Côté actualités pour Jean-Noël Blanc, un nouveau roman vient de sortir et a pour titre "Virage serré". C'est une histoire policière qui lui a été commandée par un groupe d'experts sur la sécurité routière et les accidents de la route pour illustrer les résultats de leur étude. Je l'ai d'ailleurs acheté et je vous en donnerai des nouvelles sous peu (enfin, il faut quand même compter quelques semaines !)

Dans un futur proche, en juin plus exactement, un nouveau livre de l'auteur paraitra. Ce ne sera pas un roman mais un recueil de 22 nouvelles ayant pour thème le football. Ce livre lui a été commandé pour le dixième anniversaire de la Coupe du Monde de football qui a vu la victoire de la France et les éditeurs savent qu'il est un grand fan de ce sport. Il nous a donné un petit aperçu de quelques nouvelles qui m'ont l'air intéressantes et originales alors que je déteste pourtant le foot !

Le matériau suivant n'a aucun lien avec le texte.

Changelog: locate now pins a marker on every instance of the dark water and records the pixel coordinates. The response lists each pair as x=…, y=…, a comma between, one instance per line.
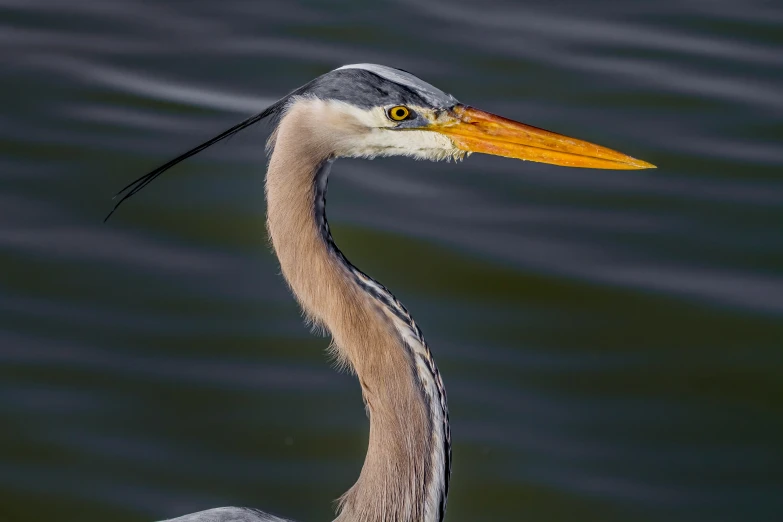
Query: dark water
x=611, y=341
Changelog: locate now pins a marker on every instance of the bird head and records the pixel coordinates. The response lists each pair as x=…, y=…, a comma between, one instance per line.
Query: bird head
x=368, y=110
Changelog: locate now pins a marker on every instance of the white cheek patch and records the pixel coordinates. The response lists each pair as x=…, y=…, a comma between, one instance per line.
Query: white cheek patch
x=418, y=144
x=373, y=134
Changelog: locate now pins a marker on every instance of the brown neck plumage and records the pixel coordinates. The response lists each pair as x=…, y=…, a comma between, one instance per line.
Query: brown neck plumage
x=396, y=481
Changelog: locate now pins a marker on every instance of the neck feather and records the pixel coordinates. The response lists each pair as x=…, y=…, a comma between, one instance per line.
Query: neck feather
x=406, y=470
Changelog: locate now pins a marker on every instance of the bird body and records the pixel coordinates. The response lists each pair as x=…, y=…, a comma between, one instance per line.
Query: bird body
x=370, y=110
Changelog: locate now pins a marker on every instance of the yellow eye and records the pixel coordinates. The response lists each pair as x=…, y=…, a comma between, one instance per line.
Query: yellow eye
x=399, y=113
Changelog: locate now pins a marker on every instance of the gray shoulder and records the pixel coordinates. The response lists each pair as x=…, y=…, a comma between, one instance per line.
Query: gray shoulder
x=228, y=514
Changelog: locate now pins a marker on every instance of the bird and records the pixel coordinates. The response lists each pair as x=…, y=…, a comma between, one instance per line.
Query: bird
x=368, y=111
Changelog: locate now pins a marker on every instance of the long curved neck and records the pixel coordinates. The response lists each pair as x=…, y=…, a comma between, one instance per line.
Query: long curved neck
x=406, y=470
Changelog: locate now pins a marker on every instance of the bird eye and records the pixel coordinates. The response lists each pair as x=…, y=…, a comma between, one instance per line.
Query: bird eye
x=399, y=113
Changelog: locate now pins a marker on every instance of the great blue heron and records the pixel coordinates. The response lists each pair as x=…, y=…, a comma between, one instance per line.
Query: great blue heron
x=366, y=111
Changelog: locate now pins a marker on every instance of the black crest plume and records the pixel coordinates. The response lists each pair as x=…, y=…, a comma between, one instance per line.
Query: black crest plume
x=135, y=186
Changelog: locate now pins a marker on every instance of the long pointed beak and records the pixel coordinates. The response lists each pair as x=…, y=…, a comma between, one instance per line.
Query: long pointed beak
x=473, y=130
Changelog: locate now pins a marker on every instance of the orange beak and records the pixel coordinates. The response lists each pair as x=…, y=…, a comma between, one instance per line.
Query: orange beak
x=473, y=130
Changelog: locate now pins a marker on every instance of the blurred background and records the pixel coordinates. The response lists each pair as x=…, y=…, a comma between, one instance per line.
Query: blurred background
x=610, y=341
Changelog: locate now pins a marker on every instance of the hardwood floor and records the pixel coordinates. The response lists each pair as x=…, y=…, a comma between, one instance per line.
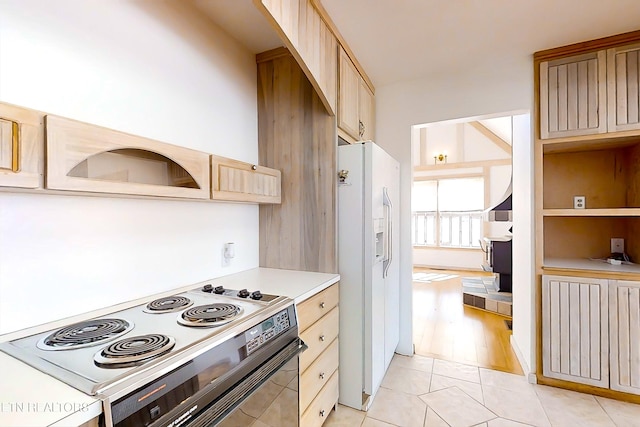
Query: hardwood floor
x=444, y=328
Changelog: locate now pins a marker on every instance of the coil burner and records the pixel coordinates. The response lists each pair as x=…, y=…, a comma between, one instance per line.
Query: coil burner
x=133, y=351
x=209, y=315
x=168, y=304
x=85, y=334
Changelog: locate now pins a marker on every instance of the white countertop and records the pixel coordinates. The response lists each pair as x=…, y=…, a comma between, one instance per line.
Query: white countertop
x=31, y=398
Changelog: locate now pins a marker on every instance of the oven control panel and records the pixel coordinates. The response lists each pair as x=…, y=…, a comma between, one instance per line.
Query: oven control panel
x=267, y=330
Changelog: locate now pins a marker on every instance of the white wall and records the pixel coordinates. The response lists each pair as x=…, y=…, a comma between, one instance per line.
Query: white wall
x=495, y=88
x=155, y=69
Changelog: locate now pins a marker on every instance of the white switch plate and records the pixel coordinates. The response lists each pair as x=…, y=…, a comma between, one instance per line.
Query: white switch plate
x=617, y=246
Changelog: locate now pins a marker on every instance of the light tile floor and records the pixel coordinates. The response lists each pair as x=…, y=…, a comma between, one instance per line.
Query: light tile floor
x=422, y=392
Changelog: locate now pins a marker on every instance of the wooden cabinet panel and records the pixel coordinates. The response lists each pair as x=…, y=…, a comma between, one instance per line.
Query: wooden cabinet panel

L'auteur a maintenant suffisamment de recul et d'expérience pour aborder l'écriture et la littérature avec amusement. Cela se perçoit d'ailleurs dans l'humour présent dans "La petite piscine au fond de l'aquarium" mais aussi dans toute la rencontre. Pour lui, le contrat est rempli et le livre réussi si le lecteur arrive à suivre facilement et avec plaisir l'histoire, sans se rendre compte du travail fourni par l'auteur. Nul doute que Jean-Noël Blanc a réussi car j'ai passé un bon moment de lecture avec son roman. La rencontre fut d'ailleurs tout aussi réussie et sympathique, Jean-Noël Blanc ayant un véritable talent de conteur qui a maintenu l'attention de l'assistance très impressionnée par sa culture et son humour !

ConferenceJeanNoelBlanc3ConferenceJeanNoelBlanc4La rencontre s'est terminée par une séance de dédicaces et je dois dire que je ne peux résister à vous montrer celle que l'auteur m'a fait car elle est très réussie (et j'adore les petits dessins qui sont toujours sympathiques et amusants !). Ce fut un moment intéressant qui m'a permis de découvrir un auteur charmant, passionnant et cultivé !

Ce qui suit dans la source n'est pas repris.